So while demand is still emerging, the system is already moving in that direction, and demand will follow.

How can granular energy tracking support India’s growing C&I (commercial and industrial) renewable procurement segment?

As banking provisions tighten and ToD tariffs become more relevant, companies must understand when renewable supply is available and where they remain exposed to grid power, especially during peak hours.

This is important as procurement shifts toward hybrid and storage-backed solutions, which can provide round-the-clock clean power and hedge exposure to peak pricing.

Granular tracking supports 24/7 clean energy goals and emerging global requirements, but more importantly, it enables better commercial decision-making in a changing market.

What role do you think open-access policies and green open-access rules in India will play in enabling hourly matching?

Open access is foundational because it allows consumers to choose and structure their power procurement.

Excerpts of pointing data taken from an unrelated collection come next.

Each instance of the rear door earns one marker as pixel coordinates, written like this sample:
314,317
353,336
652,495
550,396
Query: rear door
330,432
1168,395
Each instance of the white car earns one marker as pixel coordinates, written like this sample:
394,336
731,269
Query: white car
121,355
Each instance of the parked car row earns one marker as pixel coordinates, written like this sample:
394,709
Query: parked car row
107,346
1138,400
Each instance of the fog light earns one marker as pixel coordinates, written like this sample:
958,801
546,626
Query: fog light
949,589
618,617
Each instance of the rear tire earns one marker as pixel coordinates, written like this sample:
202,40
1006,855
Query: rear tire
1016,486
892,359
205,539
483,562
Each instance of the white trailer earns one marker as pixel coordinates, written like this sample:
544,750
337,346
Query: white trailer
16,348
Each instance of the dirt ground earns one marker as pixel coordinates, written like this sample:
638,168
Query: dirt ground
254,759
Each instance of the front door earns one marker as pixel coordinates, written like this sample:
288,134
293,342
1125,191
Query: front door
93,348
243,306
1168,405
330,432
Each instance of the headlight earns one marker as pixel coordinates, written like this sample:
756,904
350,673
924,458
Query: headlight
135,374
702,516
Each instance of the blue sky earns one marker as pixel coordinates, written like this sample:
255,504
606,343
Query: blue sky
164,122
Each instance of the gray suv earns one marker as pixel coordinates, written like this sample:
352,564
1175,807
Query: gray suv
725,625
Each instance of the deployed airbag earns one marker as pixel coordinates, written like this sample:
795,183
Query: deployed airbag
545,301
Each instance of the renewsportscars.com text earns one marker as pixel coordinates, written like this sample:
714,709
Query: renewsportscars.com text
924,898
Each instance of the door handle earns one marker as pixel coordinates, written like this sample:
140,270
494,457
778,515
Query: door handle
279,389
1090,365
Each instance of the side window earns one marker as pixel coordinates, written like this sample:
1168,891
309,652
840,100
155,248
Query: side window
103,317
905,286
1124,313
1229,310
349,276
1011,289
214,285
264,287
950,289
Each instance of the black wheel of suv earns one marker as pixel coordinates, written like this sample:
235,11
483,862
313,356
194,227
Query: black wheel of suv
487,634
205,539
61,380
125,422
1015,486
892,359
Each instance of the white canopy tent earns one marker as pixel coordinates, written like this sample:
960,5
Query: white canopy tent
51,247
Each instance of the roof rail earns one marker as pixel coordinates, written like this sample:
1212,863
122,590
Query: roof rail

Earlier, open access relied on renewable energy with annual banking, which enabled annual matching but masked timing mismatches. As banking tightens, consumers are pushed toward closer alignment between generation and consumption.

Combined with storage-backed PPAs and ToD pricing, this is driving the market toward round-the-clock clean power and time-aligned procurement.

Are there any pilot projects or early adopters in India that have explored granular tracking or similar concepts? What have been the key learnings?

One example is the PDG hourly CFE solution, implemented with Flexidao and Tata Power Renewable Energy Limited, which enabled automated hourly matching of consumption with clean energy for a data center in Mumbai.

Another relevant example is the AMG Ammonia Project, supported by Gentari, which is being designed around an RTC clean power supply to meet international requirements such as EU RFNBO.

Key learnings include that feasibility is proven, Data exists, but is fragmented, Adoption will be sector-led, and Market design is already aligned.

Do you think India’s increasing focus on energy storage and hybrid projects could accelerate the adoption of 24/7 clean energy solutions?

Yes, this is the single biggest accelerator.

In India, 24/7 clean energy is being driven by physical system changes, not just accounting frameworks.

What would be the ideal pathway for India to transition from annual renewable accounting to more granular systems without disrupting existing markets?

India should follow a phased approach. The REC system should remain stable for compliance, while a voluntary granular layer is introduced for early adopters. At the same time, existing trends, RTC procurement, storage deployment, and digital metering, should be leveraged. Over time, RECs can evolve to include time-based attributes.